[ 
https://issues.apache.org/jira/browse/CASSANDRA-16818?page=com.atlassian.jira.plugin.system.issuetabpanels:comment-tabpanel&focusedCommentId=17396622#comment-17396622
 ] 

Andres de la Peña edited comment on CASSANDRA-16818 at 8/10/21, 11:41 AM:
--------------------------------------------------------------------------

I don't think that behaviour is unexpected given the limitations of 
{{RepeatableRunner}} and the reliance on the order in which the test are run.
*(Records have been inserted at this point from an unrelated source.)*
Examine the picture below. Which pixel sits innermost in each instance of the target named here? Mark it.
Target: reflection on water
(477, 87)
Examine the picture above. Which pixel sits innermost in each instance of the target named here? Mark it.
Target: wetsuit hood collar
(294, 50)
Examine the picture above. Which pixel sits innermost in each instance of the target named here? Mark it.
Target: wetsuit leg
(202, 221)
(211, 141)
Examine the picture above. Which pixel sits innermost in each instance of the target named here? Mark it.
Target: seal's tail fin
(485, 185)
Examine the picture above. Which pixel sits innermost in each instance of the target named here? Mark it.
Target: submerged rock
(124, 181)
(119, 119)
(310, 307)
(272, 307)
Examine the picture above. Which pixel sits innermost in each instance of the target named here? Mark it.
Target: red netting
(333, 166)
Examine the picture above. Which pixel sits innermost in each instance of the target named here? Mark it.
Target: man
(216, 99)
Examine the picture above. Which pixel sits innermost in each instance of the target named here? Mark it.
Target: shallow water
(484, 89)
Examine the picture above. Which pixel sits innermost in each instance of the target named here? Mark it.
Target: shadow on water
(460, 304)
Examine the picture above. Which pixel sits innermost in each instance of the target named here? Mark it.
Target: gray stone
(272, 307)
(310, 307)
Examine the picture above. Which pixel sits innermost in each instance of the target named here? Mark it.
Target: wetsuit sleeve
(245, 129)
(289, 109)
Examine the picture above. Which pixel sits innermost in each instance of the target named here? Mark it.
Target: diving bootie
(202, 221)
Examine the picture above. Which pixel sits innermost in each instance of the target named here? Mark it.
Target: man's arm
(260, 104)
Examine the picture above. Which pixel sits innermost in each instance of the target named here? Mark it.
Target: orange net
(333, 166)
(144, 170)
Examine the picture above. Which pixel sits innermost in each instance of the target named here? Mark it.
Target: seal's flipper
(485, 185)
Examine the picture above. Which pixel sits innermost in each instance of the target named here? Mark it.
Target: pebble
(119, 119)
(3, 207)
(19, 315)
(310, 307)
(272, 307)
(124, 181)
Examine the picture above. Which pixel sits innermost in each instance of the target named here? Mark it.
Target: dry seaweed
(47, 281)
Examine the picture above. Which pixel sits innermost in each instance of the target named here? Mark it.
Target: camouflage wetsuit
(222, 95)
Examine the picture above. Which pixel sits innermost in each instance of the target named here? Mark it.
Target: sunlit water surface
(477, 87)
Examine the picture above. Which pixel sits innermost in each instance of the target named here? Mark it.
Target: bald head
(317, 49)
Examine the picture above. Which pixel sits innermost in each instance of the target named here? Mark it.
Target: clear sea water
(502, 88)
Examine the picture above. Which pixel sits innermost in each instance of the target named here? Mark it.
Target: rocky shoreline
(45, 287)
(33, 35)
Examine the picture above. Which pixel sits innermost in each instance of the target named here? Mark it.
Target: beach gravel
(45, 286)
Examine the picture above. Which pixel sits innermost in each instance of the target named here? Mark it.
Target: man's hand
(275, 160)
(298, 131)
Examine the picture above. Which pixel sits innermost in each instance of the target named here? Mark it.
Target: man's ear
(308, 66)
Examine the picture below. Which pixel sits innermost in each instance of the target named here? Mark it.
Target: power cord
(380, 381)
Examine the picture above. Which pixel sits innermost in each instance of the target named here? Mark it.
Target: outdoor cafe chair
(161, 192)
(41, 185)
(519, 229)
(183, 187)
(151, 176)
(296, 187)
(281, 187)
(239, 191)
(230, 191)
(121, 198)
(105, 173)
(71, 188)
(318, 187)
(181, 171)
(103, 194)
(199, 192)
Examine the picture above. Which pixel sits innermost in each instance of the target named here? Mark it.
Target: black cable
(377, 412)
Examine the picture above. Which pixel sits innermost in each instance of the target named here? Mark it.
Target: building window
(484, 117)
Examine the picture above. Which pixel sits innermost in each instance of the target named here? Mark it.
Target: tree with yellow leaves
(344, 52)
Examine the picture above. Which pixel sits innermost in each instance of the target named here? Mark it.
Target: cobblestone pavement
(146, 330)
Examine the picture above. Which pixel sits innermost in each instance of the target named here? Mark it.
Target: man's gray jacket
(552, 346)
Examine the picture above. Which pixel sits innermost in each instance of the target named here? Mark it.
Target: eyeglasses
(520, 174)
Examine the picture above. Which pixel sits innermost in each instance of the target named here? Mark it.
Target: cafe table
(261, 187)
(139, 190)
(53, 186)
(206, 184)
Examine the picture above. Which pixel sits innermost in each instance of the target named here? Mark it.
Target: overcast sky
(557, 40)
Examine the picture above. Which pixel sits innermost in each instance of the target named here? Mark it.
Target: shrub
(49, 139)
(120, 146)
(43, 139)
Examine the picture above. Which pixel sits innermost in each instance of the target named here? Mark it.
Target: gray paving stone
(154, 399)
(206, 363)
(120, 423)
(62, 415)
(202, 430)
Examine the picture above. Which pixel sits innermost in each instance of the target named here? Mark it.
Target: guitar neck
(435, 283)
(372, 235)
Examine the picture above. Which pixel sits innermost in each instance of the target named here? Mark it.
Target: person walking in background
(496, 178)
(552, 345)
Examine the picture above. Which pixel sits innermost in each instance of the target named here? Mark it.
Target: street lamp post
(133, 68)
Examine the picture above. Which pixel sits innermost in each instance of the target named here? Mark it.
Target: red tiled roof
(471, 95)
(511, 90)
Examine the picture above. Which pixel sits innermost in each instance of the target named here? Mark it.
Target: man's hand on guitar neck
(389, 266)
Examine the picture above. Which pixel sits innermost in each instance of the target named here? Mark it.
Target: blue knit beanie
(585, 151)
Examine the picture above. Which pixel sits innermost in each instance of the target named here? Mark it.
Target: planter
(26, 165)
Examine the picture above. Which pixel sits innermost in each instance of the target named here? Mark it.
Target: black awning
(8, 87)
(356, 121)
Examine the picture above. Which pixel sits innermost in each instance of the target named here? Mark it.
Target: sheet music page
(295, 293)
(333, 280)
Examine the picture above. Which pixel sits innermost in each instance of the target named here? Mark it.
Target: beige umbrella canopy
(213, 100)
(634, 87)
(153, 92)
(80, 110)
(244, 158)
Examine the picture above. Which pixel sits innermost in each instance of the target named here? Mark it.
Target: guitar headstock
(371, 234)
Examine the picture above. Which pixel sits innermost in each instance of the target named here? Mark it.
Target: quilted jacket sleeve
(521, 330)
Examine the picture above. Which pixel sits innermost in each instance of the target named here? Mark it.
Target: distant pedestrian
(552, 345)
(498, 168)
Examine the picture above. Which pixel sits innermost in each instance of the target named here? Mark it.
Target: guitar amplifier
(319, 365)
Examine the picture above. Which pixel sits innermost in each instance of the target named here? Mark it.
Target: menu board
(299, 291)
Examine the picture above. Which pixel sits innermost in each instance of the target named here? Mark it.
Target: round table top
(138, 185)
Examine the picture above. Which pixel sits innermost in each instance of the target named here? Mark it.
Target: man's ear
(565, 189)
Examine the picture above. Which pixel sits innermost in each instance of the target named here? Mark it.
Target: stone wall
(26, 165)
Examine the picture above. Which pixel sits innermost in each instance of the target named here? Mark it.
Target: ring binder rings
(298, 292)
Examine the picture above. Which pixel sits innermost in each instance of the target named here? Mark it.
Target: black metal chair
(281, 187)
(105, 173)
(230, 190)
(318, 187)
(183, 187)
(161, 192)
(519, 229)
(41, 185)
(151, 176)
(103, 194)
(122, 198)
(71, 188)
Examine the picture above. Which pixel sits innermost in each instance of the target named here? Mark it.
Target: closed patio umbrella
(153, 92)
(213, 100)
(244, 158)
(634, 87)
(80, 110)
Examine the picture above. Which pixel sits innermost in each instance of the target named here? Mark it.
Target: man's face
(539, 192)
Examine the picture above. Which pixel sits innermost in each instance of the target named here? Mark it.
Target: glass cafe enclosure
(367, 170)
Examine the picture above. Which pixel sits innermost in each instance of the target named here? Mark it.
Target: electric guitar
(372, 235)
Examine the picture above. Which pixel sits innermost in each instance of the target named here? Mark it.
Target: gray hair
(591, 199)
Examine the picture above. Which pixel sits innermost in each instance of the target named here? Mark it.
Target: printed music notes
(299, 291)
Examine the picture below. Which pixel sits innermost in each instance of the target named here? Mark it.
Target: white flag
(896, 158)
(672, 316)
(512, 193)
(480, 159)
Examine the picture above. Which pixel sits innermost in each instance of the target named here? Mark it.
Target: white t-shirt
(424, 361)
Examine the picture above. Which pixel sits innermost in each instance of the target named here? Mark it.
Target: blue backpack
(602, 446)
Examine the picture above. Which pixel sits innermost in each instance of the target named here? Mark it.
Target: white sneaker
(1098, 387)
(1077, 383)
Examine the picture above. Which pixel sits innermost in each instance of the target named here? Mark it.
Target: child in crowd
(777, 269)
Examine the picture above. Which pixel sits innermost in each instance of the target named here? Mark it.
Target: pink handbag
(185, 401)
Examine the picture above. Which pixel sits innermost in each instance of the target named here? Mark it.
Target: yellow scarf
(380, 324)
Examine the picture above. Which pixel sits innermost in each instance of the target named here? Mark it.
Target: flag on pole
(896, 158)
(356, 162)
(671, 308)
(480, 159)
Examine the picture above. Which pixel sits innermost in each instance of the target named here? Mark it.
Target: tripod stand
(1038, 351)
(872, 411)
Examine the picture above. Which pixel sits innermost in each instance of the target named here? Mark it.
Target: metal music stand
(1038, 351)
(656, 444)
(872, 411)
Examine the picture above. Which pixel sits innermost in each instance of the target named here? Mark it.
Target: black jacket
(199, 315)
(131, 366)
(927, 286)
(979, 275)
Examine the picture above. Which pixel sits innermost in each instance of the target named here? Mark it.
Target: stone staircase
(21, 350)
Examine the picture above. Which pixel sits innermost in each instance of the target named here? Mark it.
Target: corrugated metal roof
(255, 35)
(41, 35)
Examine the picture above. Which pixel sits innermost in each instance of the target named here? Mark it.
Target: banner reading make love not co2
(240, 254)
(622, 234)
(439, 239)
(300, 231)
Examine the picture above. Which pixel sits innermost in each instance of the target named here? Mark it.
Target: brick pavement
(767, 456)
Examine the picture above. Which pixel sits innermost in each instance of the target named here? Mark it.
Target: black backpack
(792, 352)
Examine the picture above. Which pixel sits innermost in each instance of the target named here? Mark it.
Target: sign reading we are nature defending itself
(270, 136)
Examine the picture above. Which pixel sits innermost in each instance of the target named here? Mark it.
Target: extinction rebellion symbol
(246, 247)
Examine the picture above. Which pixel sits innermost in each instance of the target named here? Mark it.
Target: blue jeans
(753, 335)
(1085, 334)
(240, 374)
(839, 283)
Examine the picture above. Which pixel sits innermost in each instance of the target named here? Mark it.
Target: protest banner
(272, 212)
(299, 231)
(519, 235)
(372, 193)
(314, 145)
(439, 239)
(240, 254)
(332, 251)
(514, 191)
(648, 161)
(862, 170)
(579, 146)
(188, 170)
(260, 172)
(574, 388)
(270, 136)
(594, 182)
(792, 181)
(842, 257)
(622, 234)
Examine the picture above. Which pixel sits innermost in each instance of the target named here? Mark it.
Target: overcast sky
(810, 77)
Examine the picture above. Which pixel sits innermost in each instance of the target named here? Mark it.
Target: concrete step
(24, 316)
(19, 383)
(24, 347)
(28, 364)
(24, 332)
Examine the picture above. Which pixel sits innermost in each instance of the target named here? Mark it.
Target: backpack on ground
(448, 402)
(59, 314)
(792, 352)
The tests using {{assertPostTestEnv(true)}} are those that run beyond the 
instantiation of {{SSTableMetadata}}. Those tests may or may not load the 
schema, that's why we don't do any checks about schema loading. Placing the 
tests that never load the schema at the beginning of the test should guarantee 
that those tests can verify that the schema is not loaded without the risk of 
finding it loaded by one of the tests that may or may not load it. However, 
{{RepeatableRunner}} breaks this guarantee because it runs all the iterations 
in the same jvm, so some of the tests that never load the schema are run after 
the tests that may or may not load the schema from the previous iteration. This 
way, most runs pass a few initial iterations because the schema hasn't been 
loaded yet and, once an unlucky iteration has loaded it, they start to 
consistently fail.

To see this apparently random schema loading, we can remove all the tests in 
the class except one of the tests loading the table metadata, for example 
{{testTSFormatArg}}. Then we replace {{assertPostTestEnv(true)}} by 
{{assertPostTestEnv(false)}} in that test, so it verifies that the schema is 
not loaded. If we run the test repeatedly a few hundred times, we can see that 
the test survives a few rounds and then it starts to consistently fail. 
Conversely, if we replace the call to {{assertPostTestEnv}} by a call to 
{{assertSchemaLoaded}}, we will see the opposite behaviour, it fails a few 
times and then it consistently succeeds.
{quote}Change iterations to 10 and test passes
{quote}
It seems that the schema class is only loaded after a higher number of 
iterations, I have no clue about why that happens.
{quote}Replace all {{assertPostTestEnv(true);}} with 
{{assertPostTestEnv(false);}} and test passes
{quote}
That skips all checks about schema loading so it can never fail them, do you 
mean the opposite, replacing {{assertPostTestEnv(false)}} by 
{{assertPostTestEnv(true)}}? That would also fail.


was (Author: adelapena):
I don't think that behaviour is unexpected given the limitations of 
{{RepeatableRunner}} and the reliance on the order in which the test are run.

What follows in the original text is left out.